Satu fragmen penggambaran yang tidak seimbang mengenai orang Arab juga ditampilkan oleh Said dalam bab III dalam Buku Orientalisme. Said menjelaskan bagaimana orang Arab selalu digambarkan dalam film-film dan televisi. Orang Arab selalu diasosiasikan dengan kejalangan, seksual, kelicikan, dan kekejaman. Ia dimunculkan sebagai laki-laki yang berselera rendah, culas, sadis, pengkhianat dan hina. Perannya selalu pedagang budak, penunggang unta, penukar uang, atau bajingan licik: inilah peran tradisional orang Arab dalam film-film yang diputar di gedung-gedung bioskop.
Palestina
Dalam Places of Mind: A Life of Edward Said, biografi besar pertama dari pemikir ikonik tersebut sejak kematiannya pada tahun 2003 penulis Timothy Brennan mengatakan, Said menggunakan tulisan Orientalisme untuk memahami penggambaran Palestina yang tidak bermoral di media AS. Said akhirnya menyelami lebih jauh sejarah sastra Barat dan wacana kolonialis untuk memahami bagaimana para pakar modern bisa begitu saja memasukkan peristiwa-peristiwa seperti pembersihan etnis di Palestina pada tahun 1948 atau negara diskriminatif Israel ke dalam rubrik “konflik Timur Tengah”.
“Karya politik Said,” jelas Brennan, “didasarkan pada kritik sastra.” Hal ini benar adanya: Said menguraikan, mengedit, dan membantu menerjemahkan beberapa teks gerakan Palestina pada tahun 1970an dan 1980an, termasuk pidato pertama pemimpin nasionalis Yasser Arafat di hadapan PBB.
Peran Said dalam gerakan ini juga memediasi kajiannya terhadap teori sastra modern. Dia mengakhiri hidupnya dengan menjadi seorang pemikir yang anti-kolonial dan bukannya seorang skolastik terhadap hal-hal sepele pasca-kolonialisme. (“Saya kira ‘postingan’ itu tidak berlaku sama sekali,” Said pernah berkata kepada rekannya.) Inilah yang memungkinkan Said meneruskan perjuangannya melawan desas-desus buruk dari lembaga-lembaga kebijakan luar negeri AS, yang paling utama di antaranya adalah Partai Tengah. “Proses perdamaian” Timur.
***
Melalui penalaran Sut Jhally yang merupakan profesor komunikasi di Universitas Massachusetts Amherst Palestina, perlu mengatasi warisan rasis Orientalisme yang menekankan pentingnya hal ini pemisahan manusia satu sama lain, yang menganggap perbedaan sebagai ancaman yang harus ada terkandung atau dimusnahkan saja.

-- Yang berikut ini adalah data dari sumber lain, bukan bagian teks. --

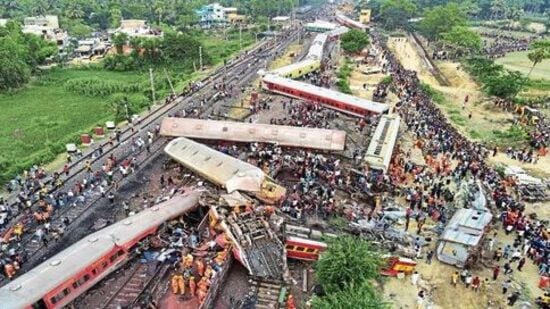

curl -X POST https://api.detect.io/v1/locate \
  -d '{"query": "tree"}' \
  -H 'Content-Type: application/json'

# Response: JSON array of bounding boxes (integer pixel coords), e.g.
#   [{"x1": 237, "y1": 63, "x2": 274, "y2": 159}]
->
[
  {"x1": 113, "y1": 32, "x2": 128, "y2": 54},
  {"x1": 341, "y1": 29, "x2": 369, "y2": 54},
  {"x1": 483, "y1": 70, "x2": 528, "y2": 99},
  {"x1": 490, "y1": 0, "x2": 506, "y2": 19},
  {"x1": 315, "y1": 236, "x2": 382, "y2": 293},
  {"x1": 312, "y1": 281, "x2": 390, "y2": 309},
  {"x1": 441, "y1": 26, "x2": 482, "y2": 54},
  {"x1": 0, "y1": 21, "x2": 57, "y2": 89},
  {"x1": 505, "y1": 7, "x2": 524, "y2": 29},
  {"x1": 380, "y1": 0, "x2": 416, "y2": 29},
  {"x1": 527, "y1": 40, "x2": 550, "y2": 77},
  {"x1": 420, "y1": 3, "x2": 468, "y2": 41}
]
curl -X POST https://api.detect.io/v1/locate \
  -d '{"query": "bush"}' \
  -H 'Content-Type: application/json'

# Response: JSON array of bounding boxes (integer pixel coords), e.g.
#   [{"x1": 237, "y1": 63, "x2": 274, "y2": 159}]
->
[
  {"x1": 312, "y1": 281, "x2": 390, "y2": 309},
  {"x1": 315, "y1": 236, "x2": 382, "y2": 293},
  {"x1": 380, "y1": 75, "x2": 393, "y2": 85},
  {"x1": 64, "y1": 78, "x2": 143, "y2": 97},
  {"x1": 336, "y1": 79, "x2": 353, "y2": 94},
  {"x1": 420, "y1": 83, "x2": 446, "y2": 105},
  {"x1": 341, "y1": 29, "x2": 369, "y2": 54}
]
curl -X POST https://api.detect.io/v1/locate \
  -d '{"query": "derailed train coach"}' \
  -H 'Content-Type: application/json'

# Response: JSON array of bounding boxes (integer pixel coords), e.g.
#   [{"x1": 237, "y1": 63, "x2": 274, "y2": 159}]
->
[{"x1": 0, "y1": 192, "x2": 200, "y2": 309}]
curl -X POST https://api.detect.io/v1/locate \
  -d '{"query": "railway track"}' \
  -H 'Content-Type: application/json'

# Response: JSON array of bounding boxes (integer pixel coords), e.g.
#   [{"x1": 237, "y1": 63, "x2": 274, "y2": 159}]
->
[
  {"x1": 0, "y1": 30, "x2": 301, "y2": 285},
  {"x1": 251, "y1": 280, "x2": 286, "y2": 309},
  {"x1": 96, "y1": 263, "x2": 169, "y2": 309}
]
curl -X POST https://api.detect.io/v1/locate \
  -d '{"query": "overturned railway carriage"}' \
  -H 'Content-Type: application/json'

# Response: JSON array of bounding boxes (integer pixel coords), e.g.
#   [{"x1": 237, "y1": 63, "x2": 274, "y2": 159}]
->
[
  {"x1": 164, "y1": 137, "x2": 286, "y2": 204},
  {"x1": 327, "y1": 26, "x2": 349, "y2": 41},
  {"x1": 0, "y1": 192, "x2": 199, "y2": 309},
  {"x1": 160, "y1": 117, "x2": 346, "y2": 151},
  {"x1": 364, "y1": 115, "x2": 401, "y2": 173},
  {"x1": 262, "y1": 74, "x2": 389, "y2": 117},
  {"x1": 336, "y1": 13, "x2": 368, "y2": 31},
  {"x1": 270, "y1": 59, "x2": 321, "y2": 79},
  {"x1": 270, "y1": 34, "x2": 327, "y2": 79},
  {"x1": 306, "y1": 34, "x2": 328, "y2": 60}
]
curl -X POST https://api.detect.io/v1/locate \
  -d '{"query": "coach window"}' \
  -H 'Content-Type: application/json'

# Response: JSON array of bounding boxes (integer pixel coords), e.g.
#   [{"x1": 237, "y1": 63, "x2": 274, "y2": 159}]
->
[
  {"x1": 51, "y1": 288, "x2": 71, "y2": 304},
  {"x1": 32, "y1": 299, "x2": 48, "y2": 309},
  {"x1": 109, "y1": 250, "x2": 124, "y2": 263},
  {"x1": 73, "y1": 274, "x2": 90, "y2": 289}
]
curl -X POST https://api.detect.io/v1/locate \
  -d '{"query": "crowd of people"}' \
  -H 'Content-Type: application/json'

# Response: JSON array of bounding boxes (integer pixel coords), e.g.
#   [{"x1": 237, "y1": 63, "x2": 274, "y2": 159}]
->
[
  {"x1": 0, "y1": 124, "x2": 163, "y2": 279},
  {"x1": 368, "y1": 30, "x2": 550, "y2": 305},
  {"x1": 481, "y1": 32, "x2": 536, "y2": 58}
]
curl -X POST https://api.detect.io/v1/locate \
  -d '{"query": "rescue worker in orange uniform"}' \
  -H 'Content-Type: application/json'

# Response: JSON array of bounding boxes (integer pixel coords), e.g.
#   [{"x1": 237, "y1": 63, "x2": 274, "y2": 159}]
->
[
  {"x1": 203, "y1": 265, "x2": 214, "y2": 279},
  {"x1": 197, "y1": 277, "x2": 210, "y2": 304},
  {"x1": 172, "y1": 273, "x2": 185, "y2": 295},
  {"x1": 182, "y1": 253, "x2": 193, "y2": 269},
  {"x1": 13, "y1": 223, "x2": 24, "y2": 241},
  {"x1": 4, "y1": 263, "x2": 15, "y2": 280},
  {"x1": 195, "y1": 259, "x2": 204, "y2": 277},
  {"x1": 286, "y1": 294, "x2": 296, "y2": 309},
  {"x1": 189, "y1": 276, "x2": 197, "y2": 296}
]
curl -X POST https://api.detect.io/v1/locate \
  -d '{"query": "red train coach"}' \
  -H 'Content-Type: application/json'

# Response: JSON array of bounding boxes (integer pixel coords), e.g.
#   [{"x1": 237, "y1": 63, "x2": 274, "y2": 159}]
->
[
  {"x1": 285, "y1": 236, "x2": 327, "y2": 261},
  {"x1": 262, "y1": 74, "x2": 389, "y2": 117},
  {"x1": 0, "y1": 192, "x2": 199, "y2": 309}
]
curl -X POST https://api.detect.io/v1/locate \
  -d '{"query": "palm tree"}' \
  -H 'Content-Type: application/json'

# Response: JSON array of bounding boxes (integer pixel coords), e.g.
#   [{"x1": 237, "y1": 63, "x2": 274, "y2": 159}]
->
[
  {"x1": 506, "y1": 7, "x2": 524, "y2": 29},
  {"x1": 113, "y1": 32, "x2": 128, "y2": 54},
  {"x1": 130, "y1": 37, "x2": 141, "y2": 52},
  {"x1": 490, "y1": 0, "x2": 506, "y2": 19},
  {"x1": 527, "y1": 49, "x2": 546, "y2": 78},
  {"x1": 527, "y1": 40, "x2": 550, "y2": 77},
  {"x1": 65, "y1": 2, "x2": 84, "y2": 19}
]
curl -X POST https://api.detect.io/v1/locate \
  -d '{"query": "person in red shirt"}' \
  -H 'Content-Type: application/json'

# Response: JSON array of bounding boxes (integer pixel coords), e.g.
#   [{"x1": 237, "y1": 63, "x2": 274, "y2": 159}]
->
[
  {"x1": 493, "y1": 265, "x2": 500, "y2": 280},
  {"x1": 472, "y1": 276, "x2": 481, "y2": 293}
]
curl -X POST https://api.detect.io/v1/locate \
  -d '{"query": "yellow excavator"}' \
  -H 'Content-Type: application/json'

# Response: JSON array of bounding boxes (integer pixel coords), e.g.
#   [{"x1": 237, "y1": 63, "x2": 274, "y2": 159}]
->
[{"x1": 516, "y1": 104, "x2": 540, "y2": 125}]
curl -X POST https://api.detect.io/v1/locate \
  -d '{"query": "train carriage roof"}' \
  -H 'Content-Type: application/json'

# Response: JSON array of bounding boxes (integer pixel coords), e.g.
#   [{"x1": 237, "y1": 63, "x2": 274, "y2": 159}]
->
[
  {"x1": 269, "y1": 59, "x2": 320, "y2": 76},
  {"x1": 0, "y1": 192, "x2": 199, "y2": 308},
  {"x1": 327, "y1": 26, "x2": 349, "y2": 37},
  {"x1": 365, "y1": 115, "x2": 401, "y2": 172},
  {"x1": 306, "y1": 33, "x2": 328, "y2": 60},
  {"x1": 164, "y1": 137, "x2": 266, "y2": 193},
  {"x1": 336, "y1": 13, "x2": 368, "y2": 30},
  {"x1": 160, "y1": 117, "x2": 346, "y2": 151},
  {"x1": 263, "y1": 74, "x2": 389, "y2": 113}
]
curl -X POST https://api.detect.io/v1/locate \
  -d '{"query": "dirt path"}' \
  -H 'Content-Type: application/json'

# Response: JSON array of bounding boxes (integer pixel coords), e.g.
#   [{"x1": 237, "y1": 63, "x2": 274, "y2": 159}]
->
[
  {"x1": 384, "y1": 38, "x2": 550, "y2": 309},
  {"x1": 388, "y1": 38, "x2": 550, "y2": 177}
]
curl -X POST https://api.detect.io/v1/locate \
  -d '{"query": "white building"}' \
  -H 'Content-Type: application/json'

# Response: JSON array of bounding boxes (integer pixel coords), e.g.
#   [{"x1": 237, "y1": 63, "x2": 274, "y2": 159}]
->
[
  {"x1": 22, "y1": 15, "x2": 69, "y2": 52},
  {"x1": 115, "y1": 19, "x2": 162, "y2": 37},
  {"x1": 195, "y1": 3, "x2": 243, "y2": 25}
]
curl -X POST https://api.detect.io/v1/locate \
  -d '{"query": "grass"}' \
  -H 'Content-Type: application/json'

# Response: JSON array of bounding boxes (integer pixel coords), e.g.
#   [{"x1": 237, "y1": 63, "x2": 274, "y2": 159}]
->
[
  {"x1": 495, "y1": 51, "x2": 550, "y2": 80},
  {"x1": 336, "y1": 58, "x2": 353, "y2": 94},
  {"x1": 0, "y1": 31, "x2": 255, "y2": 183},
  {"x1": 0, "y1": 69, "x2": 147, "y2": 180},
  {"x1": 470, "y1": 26, "x2": 535, "y2": 39}
]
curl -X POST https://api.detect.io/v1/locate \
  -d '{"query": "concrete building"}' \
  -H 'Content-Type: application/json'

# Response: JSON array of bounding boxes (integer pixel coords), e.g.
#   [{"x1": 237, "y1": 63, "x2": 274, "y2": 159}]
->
[
  {"x1": 196, "y1": 3, "x2": 246, "y2": 26},
  {"x1": 115, "y1": 19, "x2": 162, "y2": 37},
  {"x1": 359, "y1": 10, "x2": 371, "y2": 25},
  {"x1": 75, "y1": 38, "x2": 108, "y2": 58},
  {"x1": 436, "y1": 208, "x2": 493, "y2": 268},
  {"x1": 305, "y1": 20, "x2": 338, "y2": 32},
  {"x1": 23, "y1": 15, "x2": 59, "y2": 29},
  {"x1": 22, "y1": 15, "x2": 69, "y2": 52}
]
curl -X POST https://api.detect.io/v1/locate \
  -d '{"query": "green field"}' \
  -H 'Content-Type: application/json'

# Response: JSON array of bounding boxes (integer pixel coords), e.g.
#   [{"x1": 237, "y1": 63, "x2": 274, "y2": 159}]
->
[
  {"x1": 0, "y1": 69, "x2": 146, "y2": 180},
  {"x1": 470, "y1": 26, "x2": 536, "y2": 39},
  {"x1": 0, "y1": 32, "x2": 255, "y2": 183},
  {"x1": 495, "y1": 51, "x2": 550, "y2": 80}
]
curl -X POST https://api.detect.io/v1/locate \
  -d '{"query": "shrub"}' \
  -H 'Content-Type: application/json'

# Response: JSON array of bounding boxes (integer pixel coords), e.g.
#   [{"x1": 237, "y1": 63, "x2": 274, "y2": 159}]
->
[{"x1": 64, "y1": 78, "x2": 143, "y2": 97}]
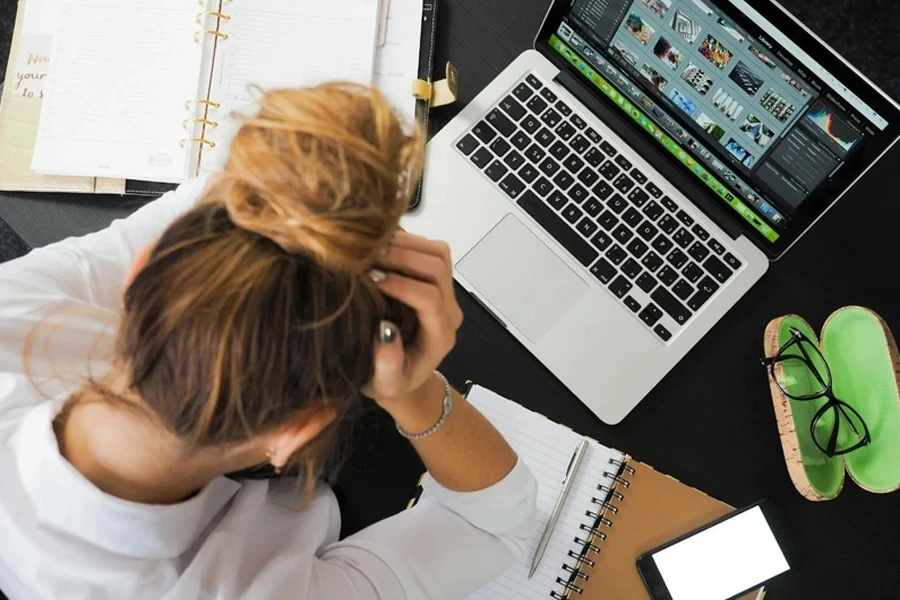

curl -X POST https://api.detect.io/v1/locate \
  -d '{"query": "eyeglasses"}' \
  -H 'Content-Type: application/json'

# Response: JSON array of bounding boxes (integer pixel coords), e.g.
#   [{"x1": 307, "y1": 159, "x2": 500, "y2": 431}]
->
[{"x1": 761, "y1": 327, "x2": 872, "y2": 457}]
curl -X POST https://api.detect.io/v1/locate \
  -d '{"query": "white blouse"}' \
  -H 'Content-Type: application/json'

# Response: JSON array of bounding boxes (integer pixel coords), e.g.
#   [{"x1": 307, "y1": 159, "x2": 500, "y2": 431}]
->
[{"x1": 0, "y1": 179, "x2": 536, "y2": 600}]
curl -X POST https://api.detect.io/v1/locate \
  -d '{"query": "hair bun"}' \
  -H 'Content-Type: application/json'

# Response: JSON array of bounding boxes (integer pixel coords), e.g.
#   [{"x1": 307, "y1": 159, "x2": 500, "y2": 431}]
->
[{"x1": 219, "y1": 83, "x2": 424, "y2": 273}]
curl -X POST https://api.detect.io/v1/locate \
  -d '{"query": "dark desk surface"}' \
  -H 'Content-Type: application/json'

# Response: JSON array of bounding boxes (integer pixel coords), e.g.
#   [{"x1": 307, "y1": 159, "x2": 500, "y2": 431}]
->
[{"x1": 0, "y1": 0, "x2": 900, "y2": 600}]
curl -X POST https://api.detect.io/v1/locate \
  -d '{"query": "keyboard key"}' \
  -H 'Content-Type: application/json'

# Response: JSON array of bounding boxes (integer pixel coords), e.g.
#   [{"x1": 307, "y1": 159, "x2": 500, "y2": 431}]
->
[
  {"x1": 591, "y1": 258, "x2": 618, "y2": 285},
  {"x1": 626, "y1": 238, "x2": 650, "y2": 258},
  {"x1": 491, "y1": 138, "x2": 510, "y2": 158},
  {"x1": 703, "y1": 256, "x2": 731, "y2": 283},
  {"x1": 681, "y1": 263, "x2": 703, "y2": 283},
  {"x1": 469, "y1": 148, "x2": 494, "y2": 169},
  {"x1": 691, "y1": 223, "x2": 709, "y2": 242},
  {"x1": 584, "y1": 197, "x2": 603, "y2": 217},
  {"x1": 613, "y1": 173, "x2": 634, "y2": 194},
  {"x1": 525, "y1": 144, "x2": 547, "y2": 163},
  {"x1": 534, "y1": 127, "x2": 556, "y2": 148},
  {"x1": 650, "y1": 235, "x2": 675, "y2": 254},
  {"x1": 656, "y1": 265, "x2": 678, "y2": 285},
  {"x1": 637, "y1": 221, "x2": 659, "y2": 242},
  {"x1": 541, "y1": 88, "x2": 556, "y2": 102},
  {"x1": 519, "y1": 116, "x2": 541, "y2": 135},
  {"x1": 650, "y1": 286, "x2": 691, "y2": 325},
  {"x1": 547, "y1": 190, "x2": 569, "y2": 210},
  {"x1": 594, "y1": 181, "x2": 612, "y2": 200},
  {"x1": 606, "y1": 244, "x2": 628, "y2": 265},
  {"x1": 616, "y1": 154, "x2": 632, "y2": 171},
  {"x1": 550, "y1": 140, "x2": 569, "y2": 160},
  {"x1": 657, "y1": 215, "x2": 678, "y2": 235},
  {"x1": 641, "y1": 200, "x2": 665, "y2": 221},
  {"x1": 513, "y1": 83, "x2": 534, "y2": 102},
  {"x1": 518, "y1": 192, "x2": 600, "y2": 267},
  {"x1": 569, "y1": 133, "x2": 591, "y2": 154},
  {"x1": 622, "y1": 206, "x2": 644, "y2": 227},
  {"x1": 635, "y1": 273, "x2": 656, "y2": 294},
  {"x1": 672, "y1": 279, "x2": 694, "y2": 300},
  {"x1": 672, "y1": 227, "x2": 694, "y2": 248},
  {"x1": 519, "y1": 163, "x2": 539, "y2": 183},
  {"x1": 623, "y1": 296, "x2": 641, "y2": 312},
  {"x1": 541, "y1": 108, "x2": 562, "y2": 127},
  {"x1": 472, "y1": 121, "x2": 497, "y2": 144},
  {"x1": 613, "y1": 223, "x2": 634, "y2": 244},
  {"x1": 578, "y1": 167, "x2": 600, "y2": 187},
  {"x1": 503, "y1": 150, "x2": 525, "y2": 171},
  {"x1": 484, "y1": 160, "x2": 509, "y2": 182},
  {"x1": 591, "y1": 231, "x2": 612, "y2": 251},
  {"x1": 675, "y1": 210, "x2": 694, "y2": 227},
  {"x1": 538, "y1": 156, "x2": 559, "y2": 177},
  {"x1": 641, "y1": 251, "x2": 663, "y2": 273},
  {"x1": 532, "y1": 177, "x2": 553, "y2": 198},
  {"x1": 622, "y1": 258, "x2": 641, "y2": 279},
  {"x1": 456, "y1": 133, "x2": 480, "y2": 156},
  {"x1": 556, "y1": 121, "x2": 578, "y2": 141},
  {"x1": 575, "y1": 217, "x2": 598, "y2": 237},
  {"x1": 525, "y1": 96, "x2": 547, "y2": 115},
  {"x1": 500, "y1": 96, "x2": 527, "y2": 121},
  {"x1": 563, "y1": 154, "x2": 584, "y2": 175},
  {"x1": 628, "y1": 188, "x2": 650, "y2": 208},
  {"x1": 500, "y1": 173, "x2": 525, "y2": 200},
  {"x1": 597, "y1": 209, "x2": 619, "y2": 231},
  {"x1": 584, "y1": 148, "x2": 606, "y2": 167},
  {"x1": 725, "y1": 252, "x2": 741, "y2": 271},
  {"x1": 638, "y1": 304, "x2": 662, "y2": 327},
  {"x1": 487, "y1": 108, "x2": 517, "y2": 137},
  {"x1": 606, "y1": 194, "x2": 628, "y2": 216},
  {"x1": 688, "y1": 241, "x2": 709, "y2": 262},
  {"x1": 569, "y1": 183, "x2": 589, "y2": 204},
  {"x1": 609, "y1": 275, "x2": 634, "y2": 298}
]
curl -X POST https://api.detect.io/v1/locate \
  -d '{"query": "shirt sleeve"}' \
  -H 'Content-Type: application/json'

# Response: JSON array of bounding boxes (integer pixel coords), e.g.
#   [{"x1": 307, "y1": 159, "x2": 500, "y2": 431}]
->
[
  {"x1": 0, "y1": 178, "x2": 206, "y2": 376},
  {"x1": 306, "y1": 460, "x2": 537, "y2": 600}
]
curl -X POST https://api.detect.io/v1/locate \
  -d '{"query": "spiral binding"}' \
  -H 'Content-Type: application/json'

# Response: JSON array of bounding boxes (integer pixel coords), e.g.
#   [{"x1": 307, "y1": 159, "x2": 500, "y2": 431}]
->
[{"x1": 550, "y1": 458, "x2": 635, "y2": 600}]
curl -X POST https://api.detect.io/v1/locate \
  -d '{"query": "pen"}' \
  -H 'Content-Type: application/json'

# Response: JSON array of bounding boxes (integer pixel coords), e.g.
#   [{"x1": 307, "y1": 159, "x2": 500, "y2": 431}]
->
[{"x1": 528, "y1": 438, "x2": 588, "y2": 579}]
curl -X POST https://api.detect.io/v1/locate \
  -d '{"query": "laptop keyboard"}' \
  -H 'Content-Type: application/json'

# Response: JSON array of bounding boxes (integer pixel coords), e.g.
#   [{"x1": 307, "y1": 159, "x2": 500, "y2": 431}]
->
[{"x1": 456, "y1": 74, "x2": 742, "y2": 342}]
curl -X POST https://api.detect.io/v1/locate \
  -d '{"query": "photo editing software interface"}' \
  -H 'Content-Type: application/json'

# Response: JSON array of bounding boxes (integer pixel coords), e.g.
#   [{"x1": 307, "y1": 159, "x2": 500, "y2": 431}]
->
[{"x1": 550, "y1": 0, "x2": 888, "y2": 242}]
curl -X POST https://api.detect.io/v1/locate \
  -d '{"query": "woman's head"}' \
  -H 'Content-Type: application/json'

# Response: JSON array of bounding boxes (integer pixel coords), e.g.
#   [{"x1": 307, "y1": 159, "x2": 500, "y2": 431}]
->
[{"x1": 107, "y1": 84, "x2": 423, "y2": 488}]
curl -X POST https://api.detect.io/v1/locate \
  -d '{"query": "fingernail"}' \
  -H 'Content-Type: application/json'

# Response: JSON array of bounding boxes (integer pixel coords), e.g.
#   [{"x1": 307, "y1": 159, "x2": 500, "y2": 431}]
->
[{"x1": 379, "y1": 321, "x2": 397, "y2": 344}]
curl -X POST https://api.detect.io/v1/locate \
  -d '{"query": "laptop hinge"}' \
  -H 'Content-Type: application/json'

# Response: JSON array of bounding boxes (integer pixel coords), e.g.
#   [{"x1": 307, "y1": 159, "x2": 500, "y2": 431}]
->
[{"x1": 554, "y1": 71, "x2": 743, "y2": 239}]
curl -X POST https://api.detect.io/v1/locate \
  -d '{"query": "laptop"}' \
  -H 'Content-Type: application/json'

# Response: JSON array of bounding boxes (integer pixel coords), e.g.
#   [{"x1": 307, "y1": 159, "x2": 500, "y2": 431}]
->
[{"x1": 404, "y1": 0, "x2": 900, "y2": 424}]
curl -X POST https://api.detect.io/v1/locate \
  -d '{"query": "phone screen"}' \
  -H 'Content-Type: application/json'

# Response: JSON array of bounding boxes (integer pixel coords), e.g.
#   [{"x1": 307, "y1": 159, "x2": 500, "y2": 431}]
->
[{"x1": 652, "y1": 506, "x2": 790, "y2": 600}]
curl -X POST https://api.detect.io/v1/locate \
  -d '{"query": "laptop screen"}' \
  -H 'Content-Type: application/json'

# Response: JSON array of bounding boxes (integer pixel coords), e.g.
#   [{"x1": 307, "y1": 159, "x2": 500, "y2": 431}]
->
[{"x1": 545, "y1": 0, "x2": 898, "y2": 251}]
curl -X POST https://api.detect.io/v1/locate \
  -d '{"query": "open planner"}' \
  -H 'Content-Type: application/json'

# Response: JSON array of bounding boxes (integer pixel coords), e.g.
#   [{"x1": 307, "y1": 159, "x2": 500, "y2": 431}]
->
[{"x1": 426, "y1": 386, "x2": 763, "y2": 600}]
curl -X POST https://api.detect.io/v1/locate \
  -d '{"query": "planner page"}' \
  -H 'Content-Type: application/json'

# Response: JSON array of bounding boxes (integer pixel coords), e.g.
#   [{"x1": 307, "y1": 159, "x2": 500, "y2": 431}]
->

Sebab sejarah Timur Tengah yang rumit dan berdarah, Said menganggap situasi di Palestina dan Israel sebagai ujian akhir yang dihadapi abad kedua puluh satu, apakah kita hidup bersama secara damai dan rekonsiliasi dengan negara kita yang berbeda, atau apakah kita hidup terpisah dalam ketakutan dan kebencian satu sama lain, terus-menerus berada dalam kesulitan ancaman, dan terus-menerus berperang.
Dalam mencari jalan keluar dari warisan ketidakpercayaan dan konflik ini, Said mengacu pada karya filsuf Italia Antonio Gramsci, yang memberikan kita alat untuk memikirkan isu-isu sulit ini dengan cara yang lebih produktif dan manusiawi.